Endividamento e Crise no Varejo

Dados da SERASA impressionam conforme demonstra o Mapa da Inadimplência e Renegociação de Dívidas com informações de outubro de 2022
JORGE JATOBÁ
Publicado em 26/12/2022 às 22:22
Poder de compra do cidadão está a cada dia menor Foto: Felipe Correia


Informações sobre comercio varejista ampliado no Brasil evidenciaram, em outubro, uma situação surpreendente e preocupante. Em 12 meses, até outubro, a queda do volume de vendas foi da ordem de -5,7%, uma perda substantiva.

Se, também para outubro, a economia está crescendo (3,1%, também em 12 meses pelo IBC-Br), se o saldo entre admissões e demissões é significativamente positivo (2,3 milhões de empregos até outubro), se o Auxílio-Brasil continua transferindo renda para as famílias, porque as vendas no comércio varejista estariam despencando?

A resposta é que concorre com as despesas das famílias com bens e serviços, o comprometimento da renda com dívidas, algumas pagas, outras não, mas que precisam ser renegociadas. E os dados da SERASA, neste sentido, impressionam conforme demonstra o Mapa da Inadimplência e Renegociação de Dívidas com informações de outubro de 2022.

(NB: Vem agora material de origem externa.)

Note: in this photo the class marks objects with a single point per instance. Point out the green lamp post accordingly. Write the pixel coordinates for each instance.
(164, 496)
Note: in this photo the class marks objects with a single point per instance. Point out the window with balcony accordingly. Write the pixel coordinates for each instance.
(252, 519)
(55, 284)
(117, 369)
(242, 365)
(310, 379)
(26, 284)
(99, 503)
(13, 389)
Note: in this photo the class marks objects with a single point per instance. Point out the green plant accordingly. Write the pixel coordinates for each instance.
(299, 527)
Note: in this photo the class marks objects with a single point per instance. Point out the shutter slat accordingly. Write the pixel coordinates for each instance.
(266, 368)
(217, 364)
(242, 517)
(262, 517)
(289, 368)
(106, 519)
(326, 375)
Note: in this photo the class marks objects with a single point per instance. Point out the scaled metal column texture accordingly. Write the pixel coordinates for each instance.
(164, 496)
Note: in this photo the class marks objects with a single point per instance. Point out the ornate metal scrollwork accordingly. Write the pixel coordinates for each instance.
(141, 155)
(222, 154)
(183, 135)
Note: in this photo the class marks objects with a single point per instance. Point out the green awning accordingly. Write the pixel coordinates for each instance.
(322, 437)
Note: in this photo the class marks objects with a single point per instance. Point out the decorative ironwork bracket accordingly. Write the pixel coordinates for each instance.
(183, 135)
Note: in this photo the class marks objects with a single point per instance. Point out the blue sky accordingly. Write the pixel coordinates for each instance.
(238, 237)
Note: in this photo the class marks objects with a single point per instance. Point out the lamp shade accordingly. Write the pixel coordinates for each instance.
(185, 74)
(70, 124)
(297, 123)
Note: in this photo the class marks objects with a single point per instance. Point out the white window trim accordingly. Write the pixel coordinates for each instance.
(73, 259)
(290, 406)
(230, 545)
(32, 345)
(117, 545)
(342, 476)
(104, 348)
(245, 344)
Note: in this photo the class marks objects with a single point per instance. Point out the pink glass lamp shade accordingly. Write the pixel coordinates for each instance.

A grande maioria das famílias brasileiras está endividada (79,3%). O percentual da população inadimplente estava em 42,6% em outubro de 2022. Isso representa um contingente de 69,06 milhões de pessoas, 5,66 milhões a mais do que no mesmo mês de 2021, com dívida média de R$ 4.366.

O total da dívida monta a R$ 301,5 bilhões. Essa inadimplência vem se expandindo, desde 2021 e ao longo de 2022 o crescimento foi contínuo. Em outubro de 2022, 2,8 milhões de acordos, 600 mil do que em outubro de 2021, tinham sido fechados.

Neste contexto, a iniciativa para permitir que as famílias beneficiárias do Auxílio-Brasil pudessem obter empréstimos consignados a juros relativamente levados deve ter contribuído ainda mais para aumentar o endividamento e mais adiante com certeza a inadimplência.

A maior parte das dívidas é com cartão de credito (28.79%), a segunda é com o pagamento de energia, água e gás (22,04%) e a terceira com o varejo (11,93%), ou seja, com as redes do comércio que vendem a prazo.

Entre as dívidas com cartão de crédito, deve haver também parcela significativa com o comércio varejista. Nesse contexto, a iniciativa para permitir que as famílias beneficiárias do Auxílio-Brasil pudessem obter empréstimos consignados a juros relativamente elevados deve ter contribuído ainda mais para aumentar o seu endividamento e, mais adiante, gerará, por certo, maior inadimplência.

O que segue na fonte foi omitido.